Foot and ankle assessment

Foot injuries

  • Phalangeal (toe) fractures are the most common foot fracture in children. They generally occur from stubbing or catching the toe or being crushed by a falling object.
  • Foot fractures are often due to falls from a height, sport related injuries, inversion injuries of the ankle, crush injuries or repetitive stress injuries.
  • Plain films of the foot should be performed if the patient has tenderness:
    • at the navicular
    • and/or at the base of the 5th metatarsal.

Ankle injuries

  • Most ankle injuries result from inversion, eversion or twisting of the ankle.
  • Plain films of the ankle looking for an ankle fracture should be performed if the patient has any one of:
    • tenderness of the medial malleolus
    • tenderness at the posterior aspect of the lateral malleolus
    • inability to bear weight both at the time of the injury and for four steps at the time of evaluation.
  • All other patients presenting with findings suggestive of ankle sprain can be treated without the need for imaging.
  • Ottawa ankle rules (appendix) can be used in ambulant patients, provide they can communicate clearly and could walk normally before the injury.

Paediatric tips

  • Severe pain and restricted movement to the limb may indicate infection.
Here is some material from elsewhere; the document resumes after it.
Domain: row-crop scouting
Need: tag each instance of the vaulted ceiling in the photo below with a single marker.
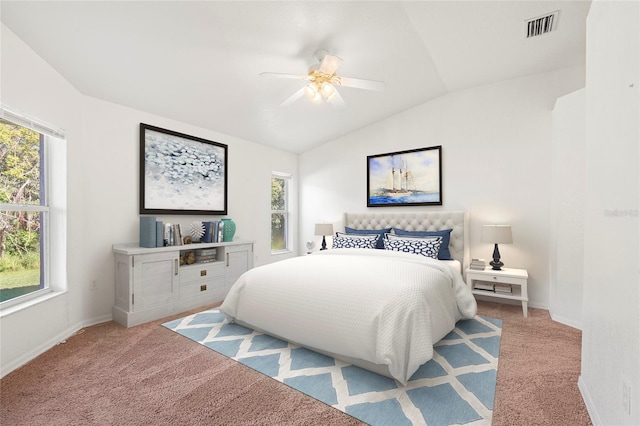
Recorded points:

If the pain appears to be out of proportion, escalate as per local CERS protocol.
  • Knee pain: examine the hip as well, as pain may be referred.
  • If the patient can weight bear on the knees, i.e. crawl but not walk, an injury to the lower leg or foot should be suspected.

Non-accidental injury

Consider non-accidental injury (NAI) if:

  • no history to account for the injury
  • unreasonable delay in seeking medical attention
  • injury incompatible with mechanism or developmental capabilities
  • vague or varying history, e.g. one parent contradicting the other
  • inappropriate parental attitude or behaviour, e.g. lack of concern, over-concern or aggression
  • inappropriate parent-child interaction
  • features of failure to thrive or neglect
  • history of family violence
  • allegation of assault
  • femoral shaft fracture less than two years old
  • injury in non-ambulant infants.

Radiology tips

  • Only registered nurses who have completed the required education and training may request medical imaging.
  • Complete a full patient assessment and consider a patient’s presenting complaint, history, pregnancy status and signs and symptoms prior to requesting medical imaging.
  • X-ray the area of maximal tenderness or deformity.
  • Consider x-raying the joints above and below the injury.
  • At the beginning of the clinical history the requesting nurse must document ‘requested under ECAT Protocol (Protocol Name)’ e.g. ‘requested under ECAT Protocol (Isolated Limb Injury)’.
  • Minimum documentation of the request must include a succinct and specific description of:
    • Patient details and demographics, including pregnancy status for females
    • History, mechanism of injury
    • Assessment findings
    • Site of pain, region of interest
    • Clinical question, provisional diagnosis
    • Signature, or electronic signature as well as contact details of requesting nurse.
  • All imaging requested under ECAT Protocols must be reviewed by the attending medical or nurse practitioner or physiotherapist when they take over care of the patient.